Kılıçdaroğlu ve Akşener Kocaeli'de; 'Gazi Mustafa Kemal’in Çankaya’sı var, oraya gideceğiz'
CHP Genel Başkanı ve Cumhurbaşkanı Adayı Kemal Kılıçdaroğlu, İYİ Parti Genel Başkanı Meral Akşener ve Ankara Büyükşehir Belediye Başkanı Mansur Yavaş ile birlikte Kocaeli’de düzenlenen mitinge katıldı.
CHP Genel Başkanı ve Millet İttifakı Cumhurbaşkanı Adayı Kemal Kılıçdaroğlu:
-“Şehir hastaneleri açtılar, merkezdeki hastaneleri kapattılar ve sizler hastaneye gidemiyorsunuz, uzak bir yerdeki hastaneye gitmek zorunda kalıyorsunuz. Size söz, Bay Kemal sözü, o hastaneler yeniden açılacak.”
-“Söz verdim, kırsalda çalışan bütün gençlere ve kadınlara. Sizin sosyal güvenlik primlerinizi devlet olarak biz ödeyeceğiz.

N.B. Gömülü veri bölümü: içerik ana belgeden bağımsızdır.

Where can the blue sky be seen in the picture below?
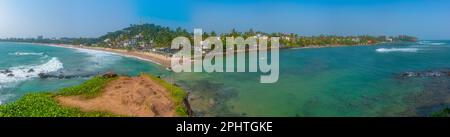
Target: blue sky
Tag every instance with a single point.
(427, 19)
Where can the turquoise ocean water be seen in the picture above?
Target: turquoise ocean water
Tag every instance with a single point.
(341, 81)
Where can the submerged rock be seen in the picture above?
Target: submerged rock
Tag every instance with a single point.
(31, 70)
(109, 75)
(6, 71)
(62, 76)
(426, 74)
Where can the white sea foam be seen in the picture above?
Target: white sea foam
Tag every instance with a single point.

Siz çalışın, siz üretin, siz kazanın, siz alın teri dökün, sizin sosyal güvenlik primlerinizi de devlet olarak biz ödeyeceğiz. Böylece kırsalda çalışan kadın emeklilik hakkına kavuşmuş olacak.”

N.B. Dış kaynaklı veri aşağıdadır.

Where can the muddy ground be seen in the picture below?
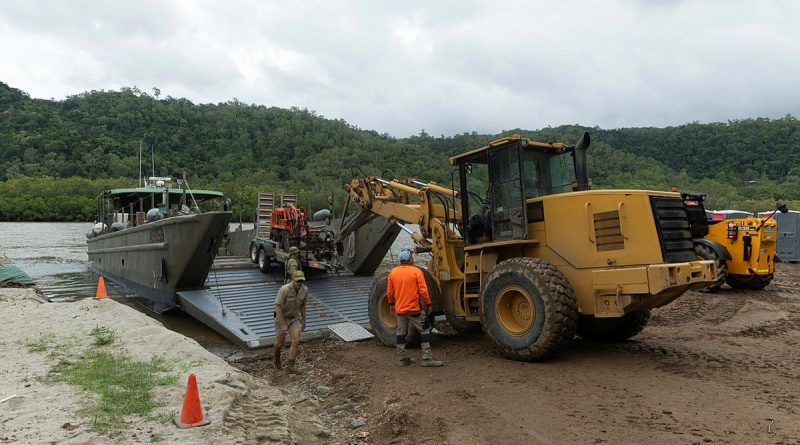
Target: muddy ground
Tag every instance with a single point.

-“İktidara geldiğimizde göreceksiniz, bu beslenme işini de bitireceğim. Çocuk okula gidecek, okulda diğer arkadaşlarıyla beraber suyunu, sütünü, yemeğini orada yiyecek. Hiç kimse herhangi bir bedel ödemeyecek. Çocuk beslenecek, karnı tok eve gelecek. Dolayısıyla beslenme çantasına ne koyayım, acaba bugün bir şey var mı diye bir dert olmayacak. Eğer bir devlet kendi evladına bakamıyorsa o devlet, sosyal devlet değildir. Sosyal devlet, fakirin fukaranın yanında duran devlettir.”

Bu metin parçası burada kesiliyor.